Jennifer DeitzSenior Security Consultant
Jennifer Deitz has been working in the utility industry since 2011, providing NERC Compliance support for utilities in the Generation and Transmission environment. Ms. Deitz has specialized in overall Program Compliance approaches, including the development and revisions of compliance documentation and training modules, assistance with self-certifications, participation in NERC CIP and 693 audits, mitigation planning, and supporting spot checks for compliance.
Since joining N&ST in 2018, Ms. Deitz has assisted clients with Mock Audits, documentation revisions and creation in preparation for CIP-003-7/8, and overall compliance program assessments and gap analysis.
Ms. Deitz’s career began in the pharmaceutical industry, working at four of the top ten pharmaceutical companies in the world. She has held positions in Vaccine Sales and Support, Compliance and Inspections, and Manufacturing Supervisor, focusing on quality control and compliance documentation.
Ms.

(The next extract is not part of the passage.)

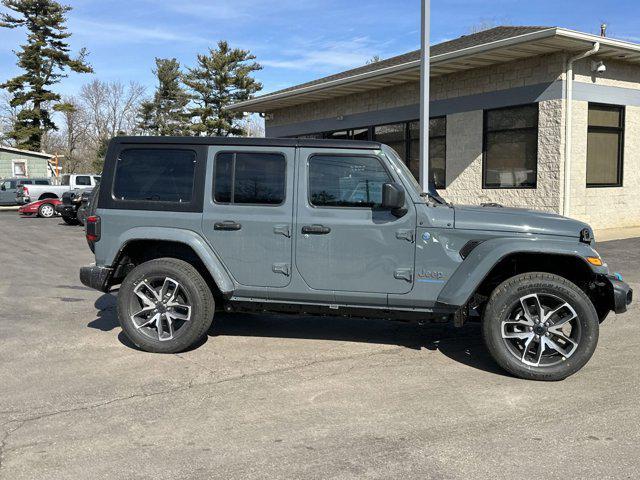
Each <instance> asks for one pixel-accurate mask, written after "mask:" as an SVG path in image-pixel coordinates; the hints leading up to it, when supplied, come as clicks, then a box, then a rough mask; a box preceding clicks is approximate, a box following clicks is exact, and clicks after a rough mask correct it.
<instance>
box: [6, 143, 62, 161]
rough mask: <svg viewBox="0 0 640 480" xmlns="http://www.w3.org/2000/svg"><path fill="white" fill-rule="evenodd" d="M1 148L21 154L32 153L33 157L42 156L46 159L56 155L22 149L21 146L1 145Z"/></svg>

Deitz began working in the utility industry in 2011 as a Compliance Specialist, supporting Generation and Transmission with NERC CIP Compliance, later becoming a lead on the Protection and Control Standards, particularly PRC-005. Ms. Deitz was responsible for compliance documentation creation and revisions, compiling, checking, and storing compliance evidence, RSAW creation, quarterly submissions to Regional Entities for PRC data, and maintaining the asset inventory database for Generation, and ensuring proper reporting of CIP-002 reports.
Ms. Deitz has been actively involved in NERC CIP and 693 audits, preparing data requests, SME audit preparation training, and creating mitigation plans as needed.
Most recently, Ms. Deitz was contracted at a medium size utility, creating IT documentation in support of the CIS Top 20 Cyber Security Controls. In this position, Ms. Deitz worked with IT SMEs to create processes and document them in the appropriate format. Highlights include creating a corporate policy for the IT documentation framework. This policy outlines the different type of documents (Policy, Procedure, Work Instructions, etc.) and when to use them. Along with this policy, is a work instruction on how to create good documentation and the steps for review/approval and storing documentation. Ms. Deitz also wrote the IT Risk Management program documents in support of the utility’s risk management process, which includes steps on identifying, assessing, and mitigating/remediating technology risks.
Ms. Deitz has a Bachelor of Science degree in General Science from Pennsylvania State University, with a focus on Computer Science and Statistics classes. Ms. Deitz completed the Project Management Boot Camp in July 2017 sponsored by PM Learning Solutions and has training in Six Sigma.